Many accounting systems make this difficult by requiring companies to use long and complex account codes. This happens while tracking expenses, sales, and other transactions by department, location, or another category.
5. Check the worksheet
Your accounting team must determine the problem's cause. This happens when the account is out of balance (as is often the case with some companies).
This normally occurs at the end of the month, and it is necessary to do the task early. This is not as simple as it appears. The main task of accounting is to ensure accuracy, and manually verifying thousands of accounts can be time-consuming.
6. Enter the adjustment
You may also need to create adjustment entries to account for non-cash costs. They include accrual accounting and depreciation. This is in addition to correcting errors.
You can collect these entries on a set schedule. For example, a company may pay an annual premium at the beginning of the year.
Later, it incurs costs evenly over the next 12 months. Spreadsheets track these schedules. There is a significant risk of data entry and calculation errors.
7. Preparation of the annual report
Once you make the adjustments and adjust the account balance, you can finalize the annual financial statements. Companies may repeat multiple reports, such as requests for small changes before the numbers are final.
Accounting software with inflexible reporting options makes it difficult to format financial reports to meet the needs of everyone.
8. Closes the accounting period
The final step is to close the book. Best-in-class companies can do this within 3-4 days of the deadline. More than half of the organizations need more than four days to complete a book. The American Productivity and Quality Center reveals this.
Organizations with limited automation need up to 6 days or more to complete it.
The accounting cycle is automated by NetSuite.
NetSuite prepares you to move from entry-level accounting software and spreadsheets. It also puts an end-to-end automated accounting solution removing the time and effort required. It provides a complete accounting solution for organizations that are ready to minimize routine accounting tasks.

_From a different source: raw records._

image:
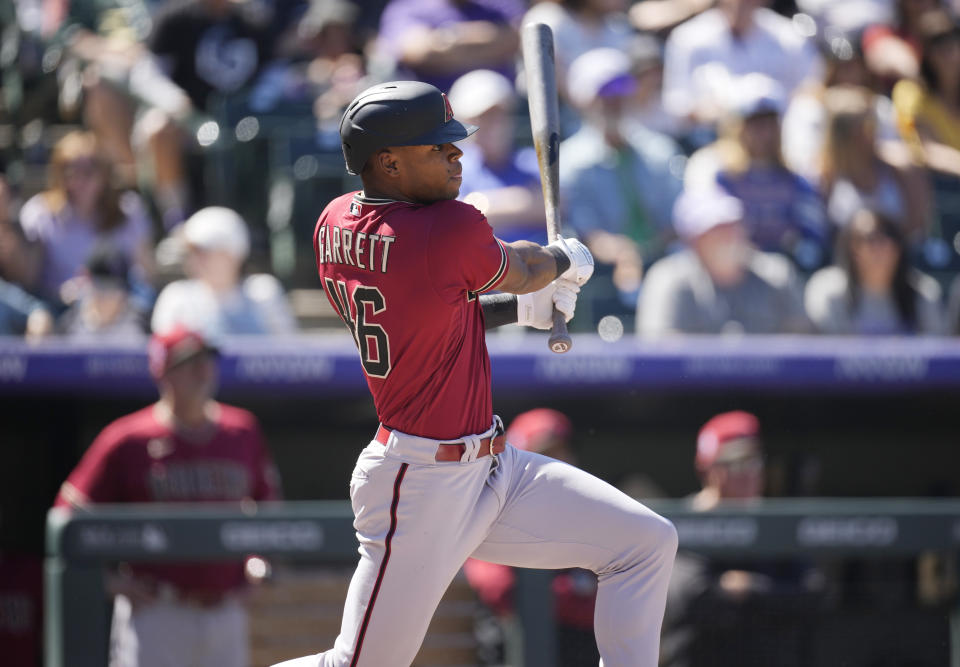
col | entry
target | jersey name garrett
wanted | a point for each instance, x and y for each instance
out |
(343, 246)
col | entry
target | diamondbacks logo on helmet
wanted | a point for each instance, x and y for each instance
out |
(448, 110)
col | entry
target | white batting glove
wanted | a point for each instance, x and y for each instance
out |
(581, 261)
(536, 309)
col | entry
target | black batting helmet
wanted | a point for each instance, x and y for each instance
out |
(398, 113)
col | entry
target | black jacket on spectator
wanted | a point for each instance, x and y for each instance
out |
(206, 52)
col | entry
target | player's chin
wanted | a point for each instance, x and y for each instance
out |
(453, 189)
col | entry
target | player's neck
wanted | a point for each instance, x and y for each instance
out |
(380, 189)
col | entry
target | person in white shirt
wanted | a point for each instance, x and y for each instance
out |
(215, 298)
(580, 26)
(736, 37)
(720, 284)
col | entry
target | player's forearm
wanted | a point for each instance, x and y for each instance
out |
(498, 309)
(532, 267)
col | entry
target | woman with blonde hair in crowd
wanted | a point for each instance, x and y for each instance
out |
(872, 288)
(80, 209)
(857, 175)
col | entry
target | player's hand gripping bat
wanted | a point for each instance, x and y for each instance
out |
(538, 60)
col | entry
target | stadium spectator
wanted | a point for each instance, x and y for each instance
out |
(646, 65)
(500, 179)
(849, 17)
(873, 289)
(210, 47)
(804, 122)
(856, 174)
(22, 314)
(720, 284)
(736, 37)
(926, 106)
(19, 260)
(103, 308)
(81, 208)
(547, 432)
(437, 41)
(328, 66)
(108, 76)
(580, 26)
(185, 448)
(716, 607)
(662, 16)
(893, 49)
(616, 182)
(782, 212)
(216, 299)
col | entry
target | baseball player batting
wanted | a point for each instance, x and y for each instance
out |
(408, 268)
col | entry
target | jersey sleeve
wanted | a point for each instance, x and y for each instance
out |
(464, 255)
(96, 479)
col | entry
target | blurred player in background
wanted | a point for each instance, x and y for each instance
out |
(186, 447)
(718, 606)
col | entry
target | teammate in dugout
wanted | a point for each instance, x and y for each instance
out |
(186, 447)
(408, 266)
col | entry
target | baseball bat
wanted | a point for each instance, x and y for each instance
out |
(540, 67)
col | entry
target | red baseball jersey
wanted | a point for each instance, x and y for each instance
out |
(139, 459)
(405, 280)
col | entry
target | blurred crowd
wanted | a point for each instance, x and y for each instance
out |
(737, 166)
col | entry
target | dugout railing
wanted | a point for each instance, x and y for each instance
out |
(80, 545)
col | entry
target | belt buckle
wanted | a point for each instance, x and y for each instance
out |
(471, 449)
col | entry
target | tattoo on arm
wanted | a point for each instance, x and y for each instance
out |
(498, 309)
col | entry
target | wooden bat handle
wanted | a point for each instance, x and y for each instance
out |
(560, 340)
(539, 63)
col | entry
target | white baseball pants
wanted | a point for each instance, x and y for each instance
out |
(417, 522)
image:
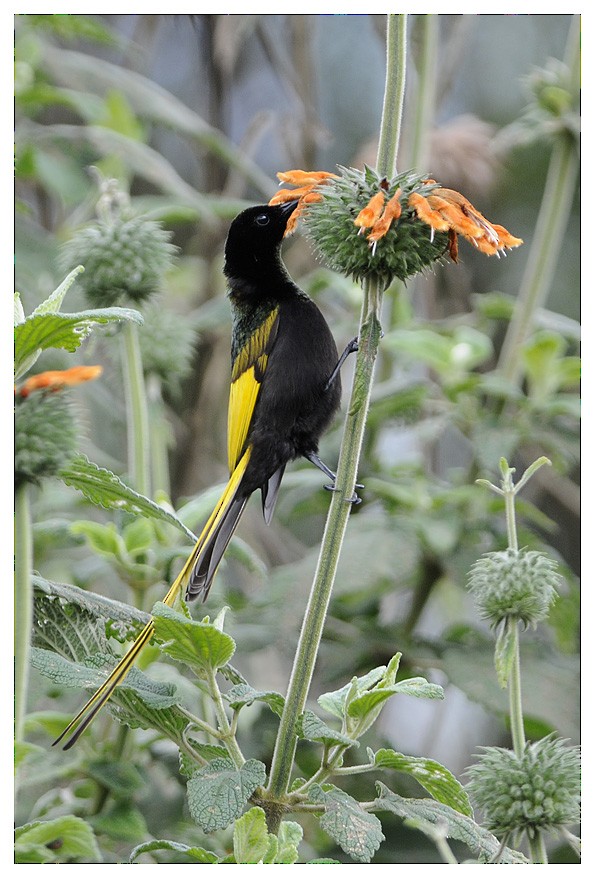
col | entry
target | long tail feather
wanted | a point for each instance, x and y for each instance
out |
(212, 528)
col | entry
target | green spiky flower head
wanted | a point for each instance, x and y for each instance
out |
(125, 255)
(407, 247)
(45, 436)
(518, 585)
(538, 791)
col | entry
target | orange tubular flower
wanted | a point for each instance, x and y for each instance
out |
(443, 210)
(305, 178)
(390, 214)
(370, 214)
(58, 379)
(446, 210)
(305, 193)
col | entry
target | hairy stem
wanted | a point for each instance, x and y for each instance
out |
(23, 605)
(515, 702)
(369, 338)
(548, 239)
(137, 416)
(394, 94)
(537, 849)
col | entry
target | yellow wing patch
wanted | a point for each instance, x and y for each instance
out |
(247, 373)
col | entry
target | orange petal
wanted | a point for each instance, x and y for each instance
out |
(312, 197)
(505, 239)
(456, 218)
(56, 379)
(284, 195)
(485, 245)
(391, 212)
(426, 214)
(371, 212)
(453, 245)
(305, 178)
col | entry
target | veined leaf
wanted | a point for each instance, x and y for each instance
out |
(198, 644)
(218, 792)
(200, 855)
(250, 837)
(104, 488)
(356, 831)
(456, 825)
(334, 702)
(243, 694)
(50, 330)
(312, 728)
(54, 301)
(434, 777)
(36, 842)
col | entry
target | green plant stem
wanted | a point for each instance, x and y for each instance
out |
(23, 604)
(159, 438)
(394, 94)
(537, 850)
(425, 94)
(311, 633)
(369, 338)
(225, 731)
(515, 702)
(137, 416)
(547, 242)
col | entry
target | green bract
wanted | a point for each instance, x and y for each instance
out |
(167, 345)
(125, 258)
(519, 585)
(45, 436)
(406, 249)
(541, 790)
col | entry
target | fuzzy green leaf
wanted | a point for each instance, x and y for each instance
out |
(198, 644)
(200, 855)
(218, 792)
(250, 837)
(312, 728)
(56, 841)
(356, 831)
(66, 331)
(90, 676)
(103, 488)
(122, 779)
(243, 694)
(455, 824)
(369, 702)
(123, 822)
(434, 777)
(334, 702)
(288, 841)
(53, 303)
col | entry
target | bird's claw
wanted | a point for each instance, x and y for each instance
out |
(354, 497)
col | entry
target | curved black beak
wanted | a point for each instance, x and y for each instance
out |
(288, 207)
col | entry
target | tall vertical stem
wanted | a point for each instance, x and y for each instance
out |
(549, 233)
(23, 604)
(369, 338)
(394, 94)
(137, 417)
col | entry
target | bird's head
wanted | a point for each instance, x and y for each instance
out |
(255, 237)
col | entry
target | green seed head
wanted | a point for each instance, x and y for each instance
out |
(45, 436)
(125, 258)
(167, 343)
(408, 247)
(539, 791)
(520, 585)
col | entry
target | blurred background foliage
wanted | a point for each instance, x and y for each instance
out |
(193, 115)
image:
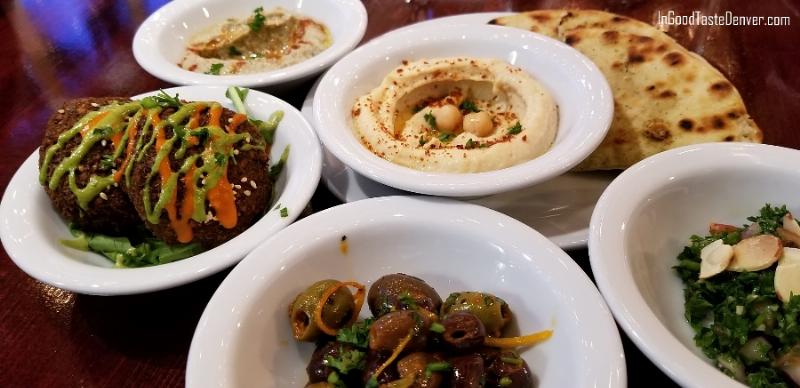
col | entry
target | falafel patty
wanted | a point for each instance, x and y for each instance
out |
(76, 161)
(202, 175)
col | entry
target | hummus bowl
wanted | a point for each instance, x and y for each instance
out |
(560, 75)
(160, 43)
(643, 221)
(244, 338)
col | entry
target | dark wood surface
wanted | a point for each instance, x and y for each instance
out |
(56, 50)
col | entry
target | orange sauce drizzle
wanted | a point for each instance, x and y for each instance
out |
(92, 123)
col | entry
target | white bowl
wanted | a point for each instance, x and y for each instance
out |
(244, 338)
(160, 42)
(645, 218)
(30, 229)
(579, 88)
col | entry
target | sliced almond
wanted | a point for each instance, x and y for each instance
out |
(756, 253)
(787, 274)
(714, 258)
(715, 228)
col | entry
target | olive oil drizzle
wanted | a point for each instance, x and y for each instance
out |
(201, 172)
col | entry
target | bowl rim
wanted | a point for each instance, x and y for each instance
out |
(146, 42)
(610, 262)
(591, 126)
(212, 326)
(83, 278)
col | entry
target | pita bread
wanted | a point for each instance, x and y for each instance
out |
(664, 95)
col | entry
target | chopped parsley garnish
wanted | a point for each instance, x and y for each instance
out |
(163, 100)
(468, 106)
(357, 334)
(437, 327)
(446, 137)
(430, 119)
(346, 361)
(436, 367)
(258, 19)
(215, 68)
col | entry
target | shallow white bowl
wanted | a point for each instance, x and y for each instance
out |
(30, 229)
(645, 218)
(244, 337)
(580, 90)
(160, 42)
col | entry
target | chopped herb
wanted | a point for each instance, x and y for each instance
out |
(163, 100)
(437, 327)
(468, 106)
(436, 367)
(258, 19)
(357, 334)
(107, 162)
(446, 137)
(220, 158)
(276, 168)
(215, 68)
(430, 119)
(422, 140)
(346, 361)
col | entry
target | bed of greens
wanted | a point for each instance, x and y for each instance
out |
(741, 297)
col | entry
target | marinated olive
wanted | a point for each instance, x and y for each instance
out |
(374, 361)
(336, 312)
(402, 292)
(388, 331)
(463, 330)
(467, 371)
(491, 310)
(416, 364)
(317, 368)
(506, 369)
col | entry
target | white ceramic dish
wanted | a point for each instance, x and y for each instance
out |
(559, 208)
(160, 42)
(581, 91)
(244, 338)
(30, 229)
(645, 218)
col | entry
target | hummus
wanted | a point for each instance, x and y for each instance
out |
(262, 42)
(456, 115)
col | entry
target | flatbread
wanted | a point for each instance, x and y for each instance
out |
(664, 95)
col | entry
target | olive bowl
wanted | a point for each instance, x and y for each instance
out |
(244, 337)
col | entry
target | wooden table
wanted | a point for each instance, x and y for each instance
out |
(56, 50)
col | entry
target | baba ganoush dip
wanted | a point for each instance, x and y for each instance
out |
(457, 115)
(264, 41)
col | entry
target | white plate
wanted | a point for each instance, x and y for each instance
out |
(579, 88)
(559, 208)
(645, 218)
(30, 229)
(160, 42)
(244, 338)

Automating the accounting cycle with Oracle NetSuite reduces time and improves accounting staff efficiency.
NetSuite has the following features:
• Accounting employees have visibility into every business transaction thanks to a consolidated library of organizational and financial data.
• Certain rules form the basis for transaction matching and auto-posting journal entries. They reduce the requirement for manual data entry and thereby reduce the likelihood of errors.
• A flexible reporting tool that facilitates the development of custom layouts that meet the needs of different stakeholders.